Pdfminer python 3.5

Question

I have followed a few tutorials around but I am not able to get this code block to run, I did the necessary switches from StringIO to BytesIO (I believe?)

I am unsure why 'banana' is printing nothing, I think the errors might be red herrings? is it something to do with me following a python2.7 tutorial and trying to translate it to python3?

errors: File "/Users/foo/PycharmProjects/Try/Pdfminer.py", line 28, in <module>
    banana = convert("A1.pdf")
  File "/Users/foo/PycharmProjects/Try/Pdfminer.py", line 19, in convert
    infile = file(fname, 'rb')
NameError: name 'file' is not defined

script

from io import BytesIO

from pdfminer.pdfinterp import PDFResourceManager, PDFPageInterpreter
from pdfminer.converter import TextConverter
from pdfminer.layout import LAParams
from pdfminer.pdfpage import PDFPage

def convert(fname, pages=None):
    if not pages:
        pagenums = set()
    else:
        pagenums = set(pages)

    output = BytesIO()
    manager = PDFResourceManager()
    converter = TextConverter(manager, output, laparams=LAParams())
    interpreter = PDFPageInterpreter(manager, converter)

    infile = file(fname, 'rb')
    for page in PDFPage.get_pages(infile, pagenums):
        interpreter.process_page(page)
    infile.close()
    converter.close()
    text = output.getvalue()
    output.close
    return text

banana = convert("A1.pdf")
print(banana)

The same thing happens with this variant:

from pdfminer.pdfinterp import PDFResourceManager, PDFPageInterpreter
from pdfminer.converter import TextConverter
from pdfminer.layout import LAParams
from pdfminer.pdfpage import PDFPage
from io import BytesIO

def convert_pdf_to_txt(path):
    rsrcmgr = PDFResourceManager()
    retstr = BytesIO()
    codec = 'utf-8'
    laparams = LAParams()
    device = TextConverter(rsrcmgr, retstr, codec=codec, laparams=laparams)
    fp = file(path, 'rb')
    interpreter = PDFPageInterpreter(rsrcmgr, device)
    password = ""
    maxpages = 0
    caching = True
    pagenos=set()

    for page in PDFPage.get_pages(fp, pagenos, maxpages=maxpages, password=password,caching=caching, check_extractable=True):
        interpreter.process_page(page)

    text = retstr.getvalue()

    fp.close()
    device.close()
    retstr.close()
    return text

Banana = convert_pdf_to_txt("A1.pdf")
print(Banana)

I have tried searching for this (most of the pdfminer code is from this or this) but having no luck.

Any insight is appreciated.

Cheers

Check out below answer which works in May 2020 and is very simple: from pdfminer.high_level import extract_text then text = extract_text('report.pdf') stackoverflow.com/a/61857301/7483211 — Cornelius Roemer, May 19 '20 at 13:40
`file()` is replaced by `open()` in Python 3. See my answer below: https://stackoverflow.com/a/69962200/4054971 — Pieter, Nov 14 '21 at 10:38

pyano · Accepted Answer · 2016-12-06T09:53:36.853

36

There is a solution for Python 3.5: you need pdfminer.six.
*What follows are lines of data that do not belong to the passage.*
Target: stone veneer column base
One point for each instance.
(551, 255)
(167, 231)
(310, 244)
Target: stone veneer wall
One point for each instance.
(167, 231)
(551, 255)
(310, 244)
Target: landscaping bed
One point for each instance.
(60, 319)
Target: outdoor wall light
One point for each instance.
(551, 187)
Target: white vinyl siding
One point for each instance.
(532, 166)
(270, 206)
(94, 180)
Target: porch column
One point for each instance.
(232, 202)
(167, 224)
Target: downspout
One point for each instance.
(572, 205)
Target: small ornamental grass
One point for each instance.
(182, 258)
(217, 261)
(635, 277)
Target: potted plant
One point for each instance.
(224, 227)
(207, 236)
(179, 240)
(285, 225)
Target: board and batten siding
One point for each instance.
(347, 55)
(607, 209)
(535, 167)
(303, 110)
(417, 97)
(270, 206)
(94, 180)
Under win10 I could easy install it with

pip install pdfminer.six

You can check the installed version with

pdfminer.__version__

I haven't tested it intensively yet. But I could run the following code for the conversion pdf→text and pdf→html

edited Dec 06 '16 at 09:53

answered Nov 29 '16 at 22:43

pyano

1,885
10
28

also, pdfminer.six seems maintained up to november 18! hooray. – benzkji Jun 20 '19 at 07:45
@pyano You mention "could run the following code for the conversion pdf→text and pdf→html" BUT there is NO code following. Working code example in May 2020 is here: https://stackoverflow.com/a/61857301/7483211 – Cornelius Roemer May 17 '20 at 19:23
@Cornelius Roemer The code is just below in the next answer: Improved solution (Dez 2016) – pyano Jun 10 '20 at 15:48

score 13 · Answer 2 · edited Feb 20 '20 at 07:26

Improved solution (Dez 2016)

from pdfminer.pdfinterp import PDFResourceManager, PDFPageInterpreter
from pdfminer.converter import HTMLConverter,TextConverter,XMLConverter
from pdfminer.layout import LAParams
from pdfminer.pdfpage import PDFPage
import io

def convert(case,fname, pages=None):
    if not pages: pagenums = set();
    else:         pagenums = set(pages);      
    manager = PDFResourceManager() 
    codec = 'utf-8'
    caching = True

    if case == 'text' :
        output = io.StringIO()
        converter = TextConverter(manager, output, codec=codec, laparams=LAParams())     
    if case == 'HTML' :
        output = io.BytesIO()
        converter = HTMLConverter(manager, output, codec=codec, laparams=LAParams())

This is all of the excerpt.